Making a phylogenetic tree

Image: Pixabay

I thought I’d take a moment to discuss how exactly biologists create phylogenetic trees. Our discussion will not include factors such as morphological comparisons etc.- which was more widely used before genetics came along- but rather the molecular methods used today. I thought this would be better served as a blog post rather than a podcast episode, as in blog format I can use images to illustrate what I’m saying (which is predictably rather difficult in audio format!).

So, let’s say that you’re an ecologist who’s just discovered an uninhabited island far out to sea. There’s three species of snake on this island (hence the picture at the top) and you want to know how long ago these species diverged from their common ancestor. You find a fossil which tells you that species A and species C must have diverged 15 million years ago, but you can’t find anything for the other species. So, instead, you sequence a protein common to all species (let’s say haemoglobin for the sake of argument) which gives you the results in Table 1. How does this help you?

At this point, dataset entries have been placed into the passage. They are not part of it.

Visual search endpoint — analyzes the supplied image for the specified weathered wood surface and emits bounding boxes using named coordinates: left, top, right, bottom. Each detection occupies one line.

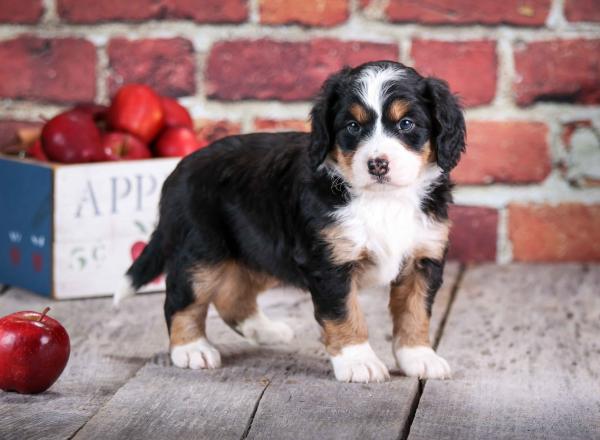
left=409, top=265, right=600, bottom=440
left=0, top=289, right=167, bottom=440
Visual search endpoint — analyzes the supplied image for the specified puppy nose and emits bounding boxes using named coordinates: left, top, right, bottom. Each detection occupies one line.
left=367, top=157, right=390, bottom=177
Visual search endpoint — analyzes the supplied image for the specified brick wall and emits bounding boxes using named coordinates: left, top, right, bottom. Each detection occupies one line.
left=0, top=0, right=600, bottom=262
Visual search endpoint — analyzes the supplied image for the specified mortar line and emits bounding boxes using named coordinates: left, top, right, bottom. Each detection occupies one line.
left=398, top=264, right=467, bottom=440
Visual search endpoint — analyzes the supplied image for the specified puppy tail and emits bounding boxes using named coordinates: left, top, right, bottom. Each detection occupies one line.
left=113, top=229, right=166, bottom=306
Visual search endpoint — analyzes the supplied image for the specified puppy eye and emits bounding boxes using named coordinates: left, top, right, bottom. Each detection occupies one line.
left=398, top=118, right=415, bottom=131
left=346, top=121, right=362, bottom=136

Table 1: The number of amino acids in the protein we’re sequencing that are different between each of the three snake species.

Looking at our table, you can see that, in 15 million years, there have been thirty amino acid sequence changes between species A and species C. However, this doesn’t quite give us our rate of mutation yet. To know why this is the case, you’ve got to consider that both species have been evolving away from their common origin. This means that we’ve effectively got to double the time between them to 30 million years. After all, species A has been evolving for 15 million years and species C has been.

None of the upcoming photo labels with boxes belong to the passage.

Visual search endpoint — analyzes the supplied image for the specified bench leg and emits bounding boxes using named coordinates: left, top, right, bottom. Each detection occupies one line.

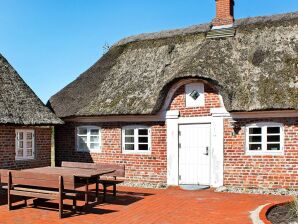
left=103, top=184, right=107, bottom=202
left=72, top=197, right=77, bottom=212
left=59, top=197, right=63, bottom=219
left=113, top=184, right=116, bottom=197
left=95, top=177, right=99, bottom=203
left=7, top=189, right=12, bottom=211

This means that, if we assume a constant mutation rate, we end up with a rate of 1 mutation per million years. What we’ve done is calibrate our molecular clock- we now know the rate of mutation for the protein we’re using to build our tree.

So, let’s now look at the difference between species B and species C, which is also 30 mutations. This means that these two species also had a total evolution time of thirty million years. Dividing by two, we get a divergence time of 15 million years, as with species A. By contrast, species A and species B have eleven amino acid differences, meaning that they must have diverged 5.5 million years ago.

How does all of this fit together? Well, A and B must have diverged after both the A-C divergence or the B-C divergence. This means that C must have split off from the common ancestor first, and then A and B diverged, as shown below:

Figure 1: The phylogenetic tree you end up with as a result of our reconstruction. Time is shown (not to scale) along the bottom)

Of course, there are some assumptions we’ve made while constructing our tree, such as a constant rate of mutation. Added to this, most phylogenies will be a lot more complicated than just three species. However, it serves well as an example of the process by which such tree are constructed. A more in-depth discussion of these assumptions, as well as the process of speciation itself, is a story for another time.